せっけんができる現場を訪問しました

生活クラブでは、「疑わしきは使わず」という予防原則に基づき、有害化学物質の使用と環境への放出を減らすため、1973年より「せっけん」の利用をすすめてきました。
環境問題や香害問題を背景に、せっけんを使うことが有害化学物質削減対策になることをあらためて確認し、消費材の利用をさらに広げるため、生活クラブの組合員と事務局スタッフ20人で「ヱスケー石鹼株式会社」の工場(埼玉県川口市)を訪問しました。
ヱスケー石鹼は【環境・安心・安全】をテーマとし、よりよい製品を世に送り出し、地球環境の保全と社会貢献をめざす生産者です。

まずはじめは工場見学です。液体せっけん・粒状せっけん・固型せっけん・ハミガキの製造ラインを工場内に入って直接見ることができました。
生活クラブ消費材のせっけんは、脂肪酸とアルカリを反応させる「中和法」という方法で製造されます。工場では多くの人が工程に関わり、丁寧につくられている様子に驚きの声が上がりました。

キッチン用液体せっけんの充填ラインを見学
工場見学の後は学習会です。ヱスケー石鹼と生活クラブ提携の歴史にはじまり、合成界面活性剤とせっけんの違いについて理解を深めました。また、食器洗いや衣類の洗濯など、日々の暮らしのさまざまな場面で、じょうずに汚れを落とすせっけんの使い方を学ぶことができました。
工場見学の後は学習会です。ヱスケー石鹼と生活クラブ提携の歴史にはじまり、合成界面活性剤とせっけんの違いについて理解を深めました。また、食器洗いや衣類の洗濯など、日々の暮らしのさまざまな場面で、じょうずに汚れを落とすせっけんの使い方を学ぶことができました。

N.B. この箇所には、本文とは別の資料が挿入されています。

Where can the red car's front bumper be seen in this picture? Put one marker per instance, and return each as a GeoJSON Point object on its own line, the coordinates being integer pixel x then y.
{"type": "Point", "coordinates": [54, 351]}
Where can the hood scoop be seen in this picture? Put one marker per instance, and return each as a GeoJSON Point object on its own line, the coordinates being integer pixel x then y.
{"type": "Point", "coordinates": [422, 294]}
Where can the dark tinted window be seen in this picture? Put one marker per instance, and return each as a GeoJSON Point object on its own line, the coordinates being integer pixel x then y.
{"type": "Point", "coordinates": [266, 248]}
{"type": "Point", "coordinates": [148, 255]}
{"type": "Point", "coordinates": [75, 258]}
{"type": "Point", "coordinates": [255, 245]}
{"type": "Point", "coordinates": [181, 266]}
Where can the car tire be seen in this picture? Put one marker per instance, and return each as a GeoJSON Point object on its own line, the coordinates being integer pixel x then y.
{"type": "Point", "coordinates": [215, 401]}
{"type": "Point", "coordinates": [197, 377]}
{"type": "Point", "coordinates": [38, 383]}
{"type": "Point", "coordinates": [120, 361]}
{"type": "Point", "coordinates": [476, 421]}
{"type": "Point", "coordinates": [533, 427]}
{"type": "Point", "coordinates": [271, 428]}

「せっけん」と呼べるものは、粒状せっけんや固型せっけんに使われる「脂肪酸ナトリウム」と、液体せっけんに使われる「脂肪酸カリウム」(台所用・洗濯用・シャンプーなど)の2種類だけです。
せっけんには、すすいだ後は皮膚へ洗浄成分が残りにくく、人体への影響が少ないという特長があります。また、排水後は環境に無害なせっけんカスになり、魚などのエサとなります。さらに微生物によって水と二酸化炭素にすばやく分解されます。
参加した組合員からは、次のような声が寄せられました。
「なぜ生活クラブがせっけんを大切にしているのかを、環境や暮らしとのつながりも含めて組合員に伝えていきたいです。まずは自分自身が継続して利用し、身近な人へも利用を呼びかけます。班会や活動の中でも、見学で感じたことを共有し、せっけん利用のきっかけづくりに活かします」
実際に工場内を見学して生産者から直接お話を聞き、消費材が丁寧に作られていく過程や厳格な衛生管理を見学できて、消費材への信頼がいっそう高まりました。
健康や環境への影響が懸念される化学物質の使用や放出を減らすためにも、みんなでせっけんの利用をすすめましょう。